Dr. Walton has won two awards from the Ryan White Program for the control of HIV. The program focuses on the uninsured in each county and the effects of the services they receive.

She has been the Medical Director of the AHF Healthcare Center -Biscayne for over two years now. Some patients have moved with her from other locations because of the deep respect she shows to them. She credits this deep respect to her relationship with God. She thanks her stepmother for re-introducing her to the church after her childhood trauma and instilling confidence in her.

“In medical school I was one of only five people of color in a school of about three hundred students.” Walton pointed out the temptation to feel inferior in such a setting. Instead, she now uses the confidence she gained to encourage her patients,

“I tell my HIV folks; I want you to know you are coming to someone who does not look down on you. You are not going to die from this, and this does not define you.”

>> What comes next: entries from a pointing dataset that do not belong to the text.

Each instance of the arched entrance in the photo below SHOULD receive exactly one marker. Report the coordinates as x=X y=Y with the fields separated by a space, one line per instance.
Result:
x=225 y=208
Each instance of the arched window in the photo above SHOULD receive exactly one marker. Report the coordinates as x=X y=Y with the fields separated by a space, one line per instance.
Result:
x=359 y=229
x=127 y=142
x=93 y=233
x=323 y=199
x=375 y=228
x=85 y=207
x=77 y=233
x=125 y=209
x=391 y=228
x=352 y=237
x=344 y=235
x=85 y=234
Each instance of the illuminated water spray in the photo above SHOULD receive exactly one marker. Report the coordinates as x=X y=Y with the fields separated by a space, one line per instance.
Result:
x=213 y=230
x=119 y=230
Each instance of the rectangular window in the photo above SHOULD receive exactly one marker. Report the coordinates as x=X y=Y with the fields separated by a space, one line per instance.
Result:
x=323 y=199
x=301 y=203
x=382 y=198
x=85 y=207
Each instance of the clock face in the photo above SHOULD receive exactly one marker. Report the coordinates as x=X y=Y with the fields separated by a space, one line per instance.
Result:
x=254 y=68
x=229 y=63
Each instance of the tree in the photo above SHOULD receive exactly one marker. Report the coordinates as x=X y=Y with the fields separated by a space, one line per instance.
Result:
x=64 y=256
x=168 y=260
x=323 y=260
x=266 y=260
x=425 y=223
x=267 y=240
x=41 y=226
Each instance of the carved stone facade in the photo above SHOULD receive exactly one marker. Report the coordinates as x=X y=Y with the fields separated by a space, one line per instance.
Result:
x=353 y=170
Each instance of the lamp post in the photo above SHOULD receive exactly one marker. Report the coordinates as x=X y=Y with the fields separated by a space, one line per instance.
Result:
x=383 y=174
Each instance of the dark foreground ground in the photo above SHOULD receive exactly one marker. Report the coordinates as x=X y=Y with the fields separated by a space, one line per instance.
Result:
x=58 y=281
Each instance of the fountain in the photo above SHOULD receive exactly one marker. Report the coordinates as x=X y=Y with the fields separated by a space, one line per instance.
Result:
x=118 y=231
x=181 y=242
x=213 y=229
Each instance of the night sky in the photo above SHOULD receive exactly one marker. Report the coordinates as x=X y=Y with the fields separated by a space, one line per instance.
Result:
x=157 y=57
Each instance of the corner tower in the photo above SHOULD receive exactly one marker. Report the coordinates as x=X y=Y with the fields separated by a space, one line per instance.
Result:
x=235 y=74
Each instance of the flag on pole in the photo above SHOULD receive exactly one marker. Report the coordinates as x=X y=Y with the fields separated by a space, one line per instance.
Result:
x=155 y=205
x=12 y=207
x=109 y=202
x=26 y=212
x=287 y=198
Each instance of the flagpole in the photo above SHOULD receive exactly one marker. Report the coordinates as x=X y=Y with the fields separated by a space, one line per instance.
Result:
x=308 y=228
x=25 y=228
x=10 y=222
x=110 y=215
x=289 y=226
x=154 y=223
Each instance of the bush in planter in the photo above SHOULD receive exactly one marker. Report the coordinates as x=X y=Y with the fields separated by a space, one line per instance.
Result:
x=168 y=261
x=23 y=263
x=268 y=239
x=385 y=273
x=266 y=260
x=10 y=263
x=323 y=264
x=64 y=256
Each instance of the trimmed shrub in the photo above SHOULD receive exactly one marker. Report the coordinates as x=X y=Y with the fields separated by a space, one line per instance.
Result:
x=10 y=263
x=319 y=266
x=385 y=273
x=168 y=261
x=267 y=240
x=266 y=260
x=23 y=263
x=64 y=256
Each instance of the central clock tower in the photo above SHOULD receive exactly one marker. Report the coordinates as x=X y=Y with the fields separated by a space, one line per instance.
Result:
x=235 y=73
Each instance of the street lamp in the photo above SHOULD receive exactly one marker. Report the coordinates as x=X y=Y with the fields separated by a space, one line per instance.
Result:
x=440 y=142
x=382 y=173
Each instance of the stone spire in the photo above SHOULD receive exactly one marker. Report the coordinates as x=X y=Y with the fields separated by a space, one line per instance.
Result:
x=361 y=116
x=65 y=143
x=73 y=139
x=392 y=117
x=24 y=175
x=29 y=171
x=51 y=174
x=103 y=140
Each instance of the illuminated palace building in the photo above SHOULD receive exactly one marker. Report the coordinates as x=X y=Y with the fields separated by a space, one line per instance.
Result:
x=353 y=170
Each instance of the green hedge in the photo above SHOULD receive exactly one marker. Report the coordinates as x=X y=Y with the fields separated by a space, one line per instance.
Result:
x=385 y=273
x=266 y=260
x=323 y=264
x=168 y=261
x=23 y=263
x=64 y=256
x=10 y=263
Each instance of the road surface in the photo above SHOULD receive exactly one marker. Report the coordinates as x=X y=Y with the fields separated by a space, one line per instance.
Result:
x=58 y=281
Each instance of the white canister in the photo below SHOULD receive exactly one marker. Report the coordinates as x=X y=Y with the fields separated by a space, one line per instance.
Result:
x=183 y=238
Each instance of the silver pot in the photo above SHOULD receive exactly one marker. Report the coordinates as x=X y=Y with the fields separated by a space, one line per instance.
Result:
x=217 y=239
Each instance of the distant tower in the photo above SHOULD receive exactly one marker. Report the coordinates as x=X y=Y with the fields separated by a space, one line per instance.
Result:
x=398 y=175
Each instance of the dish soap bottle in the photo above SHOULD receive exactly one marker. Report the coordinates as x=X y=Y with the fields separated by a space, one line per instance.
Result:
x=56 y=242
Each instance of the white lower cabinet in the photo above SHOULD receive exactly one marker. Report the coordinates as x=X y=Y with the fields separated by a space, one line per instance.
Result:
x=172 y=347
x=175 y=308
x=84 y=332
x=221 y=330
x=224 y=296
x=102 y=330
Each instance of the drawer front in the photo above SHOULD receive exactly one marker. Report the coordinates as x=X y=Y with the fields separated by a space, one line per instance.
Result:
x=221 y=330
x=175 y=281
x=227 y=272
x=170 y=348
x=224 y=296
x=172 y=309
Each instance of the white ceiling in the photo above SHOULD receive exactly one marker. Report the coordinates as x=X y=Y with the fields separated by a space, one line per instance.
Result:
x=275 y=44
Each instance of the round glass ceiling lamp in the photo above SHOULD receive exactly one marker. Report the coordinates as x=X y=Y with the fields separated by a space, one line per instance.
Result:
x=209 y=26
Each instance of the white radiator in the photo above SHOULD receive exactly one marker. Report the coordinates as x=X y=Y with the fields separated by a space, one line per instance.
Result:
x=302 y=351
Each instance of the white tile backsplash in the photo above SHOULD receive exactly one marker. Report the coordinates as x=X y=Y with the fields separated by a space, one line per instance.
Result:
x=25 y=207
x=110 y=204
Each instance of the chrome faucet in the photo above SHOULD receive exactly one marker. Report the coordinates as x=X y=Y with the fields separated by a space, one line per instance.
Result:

She answers the cries for help in obvious and subtle ways. One young patient with no support system was at death’s door yet refused to take medications. She treated him and called him daily to encourage him until he was recovered enough to return to his home state.

“He was the sickest person I’d ever seen, and I was able to make him feel like his life was valuable.”

In this way, that dying man’s request on the convenience store floor, “Somebody help me please!” Is answered every day.

Dr. Walton’s journey in helping to answer that request, shines light on the fact that, once again, one man’s death can result in the saving of many others.